No, what confuses them is if the behavior changes.
>> Unless they're 400 miles away on the other end of the phone line and
>> asking you for help.
>
> 1) Log in via ssh and change it. That's how support should work
He already said that if it's not getting to the part where "eth0 [ok]"
appears, or can't get to the dialer, it's not gonna work.
> 2) As I said in my original post, of course it should show messages when
> there is a need. If everything is alright, there is no need.
Sure, as long as that part of the code that said, "Doh! Error!" actually
executes. He tried to make that point to you before.

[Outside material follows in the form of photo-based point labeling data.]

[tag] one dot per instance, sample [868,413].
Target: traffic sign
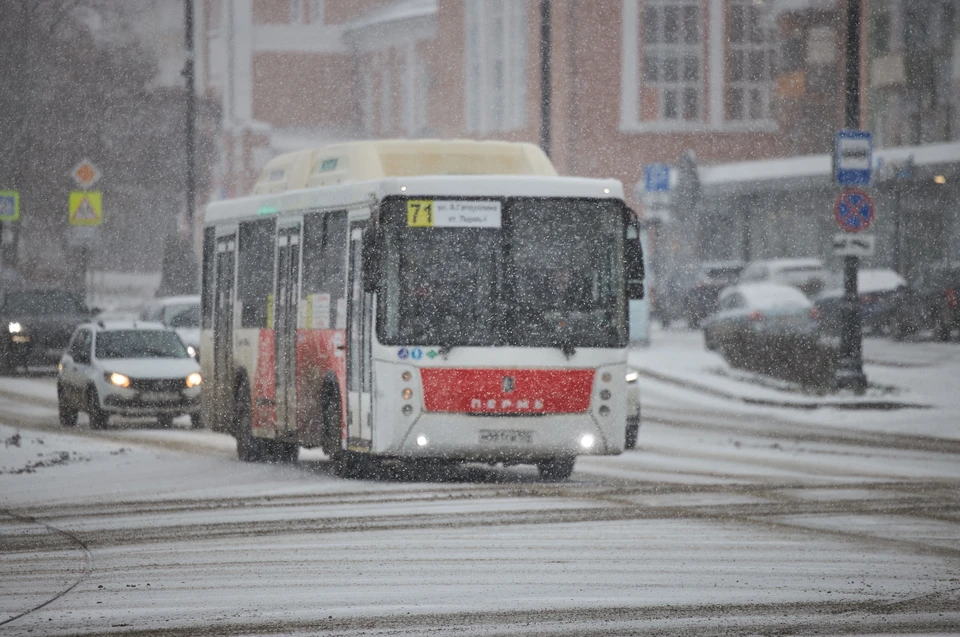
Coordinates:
[854,210]
[853,157]
[86,208]
[656,178]
[854,245]
[85,174]
[9,205]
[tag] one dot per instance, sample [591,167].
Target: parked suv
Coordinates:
[810,276]
[931,301]
[127,368]
[35,326]
[711,280]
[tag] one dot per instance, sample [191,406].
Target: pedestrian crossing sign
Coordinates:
[86,208]
[9,205]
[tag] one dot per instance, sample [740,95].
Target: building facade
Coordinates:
[633,82]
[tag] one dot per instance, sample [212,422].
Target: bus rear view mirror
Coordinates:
[371,262]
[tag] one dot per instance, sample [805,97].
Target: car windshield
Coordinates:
[40,302]
[546,272]
[187,315]
[140,344]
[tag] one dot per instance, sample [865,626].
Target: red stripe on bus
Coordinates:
[507,391]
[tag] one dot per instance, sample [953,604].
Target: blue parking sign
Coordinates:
[9,205]
[656,178]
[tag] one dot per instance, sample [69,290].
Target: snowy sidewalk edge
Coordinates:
[686,383]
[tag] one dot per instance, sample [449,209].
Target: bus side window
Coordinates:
[206,300]
[255,271]
[324,257]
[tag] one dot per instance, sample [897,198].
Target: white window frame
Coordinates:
[674,69]
[296,12]
[317,8]
[496,55]
[712,104]
[745,58]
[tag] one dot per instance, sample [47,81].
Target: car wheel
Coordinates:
[68,415]
[99,419]
[556,469]
[941,326]
[284,451]
[633,431]
[249,447]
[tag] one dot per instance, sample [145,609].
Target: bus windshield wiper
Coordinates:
[567,348]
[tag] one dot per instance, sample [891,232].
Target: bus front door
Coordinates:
[287,302]
[359,373]
[224,302]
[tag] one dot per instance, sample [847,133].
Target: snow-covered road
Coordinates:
[728,519]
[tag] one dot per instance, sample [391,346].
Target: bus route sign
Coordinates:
[854,210]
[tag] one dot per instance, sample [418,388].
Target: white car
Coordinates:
[127,368]
[810,276]
[181,314]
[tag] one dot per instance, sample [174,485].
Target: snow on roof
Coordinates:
[401,10]
[790,264]
[822,165]
[768,296]
[879,280]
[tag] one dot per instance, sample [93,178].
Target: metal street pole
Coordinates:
[849,373]
[545,87]
[188,73]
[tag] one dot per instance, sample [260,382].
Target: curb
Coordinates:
[879,405]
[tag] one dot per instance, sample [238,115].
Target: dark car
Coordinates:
[931,301]
[701,299]
[36,325]
[879,291]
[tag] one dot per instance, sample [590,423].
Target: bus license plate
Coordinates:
[506,436]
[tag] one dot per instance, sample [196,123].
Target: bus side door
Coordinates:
[359,365]
[224,307]
[286,308]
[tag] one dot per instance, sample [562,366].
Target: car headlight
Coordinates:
[118,379]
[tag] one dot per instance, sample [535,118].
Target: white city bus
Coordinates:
[436,300]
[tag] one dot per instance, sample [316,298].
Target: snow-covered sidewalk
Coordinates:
[901,375]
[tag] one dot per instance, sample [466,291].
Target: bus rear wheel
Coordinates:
[249,447]
[556,469]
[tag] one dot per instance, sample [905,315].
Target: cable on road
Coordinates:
[88,569]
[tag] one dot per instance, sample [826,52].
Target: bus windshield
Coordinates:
[536,272]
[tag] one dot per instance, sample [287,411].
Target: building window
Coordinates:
[495,65]
[750,61]
[316,11]
[296,12]
[672,60]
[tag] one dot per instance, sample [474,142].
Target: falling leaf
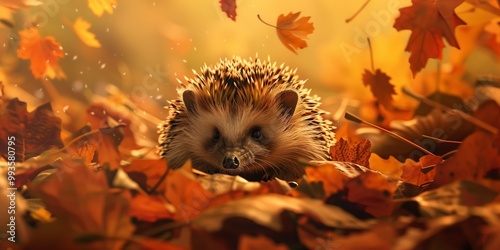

>> "Hi, son? Uh, the linux box is acting up again. Yeah, black screen, can
>> you work with that?"
>
> Please try to read my posts before replying to them, it gets annoying
> having to repeat that of course it should show messages when there is a
> need.
Ditto! He told you that it may not ALWAYS WORK. Does windows ALWAYS
bluescreen on an error? Does the display always come back up from
sleep? I've had lockups with my beta display drivers (damn NVIDIA)
where X didn't come back up again, and I've had locks where the deamon
that is supposed to log the gorram errors DIDN'T. Why?
It locked up!
>> The progress bar doesn't tell *me* why when they call me at
>> 10pm when I'm relaxing from my day and trying to unwind so I can get to sleep.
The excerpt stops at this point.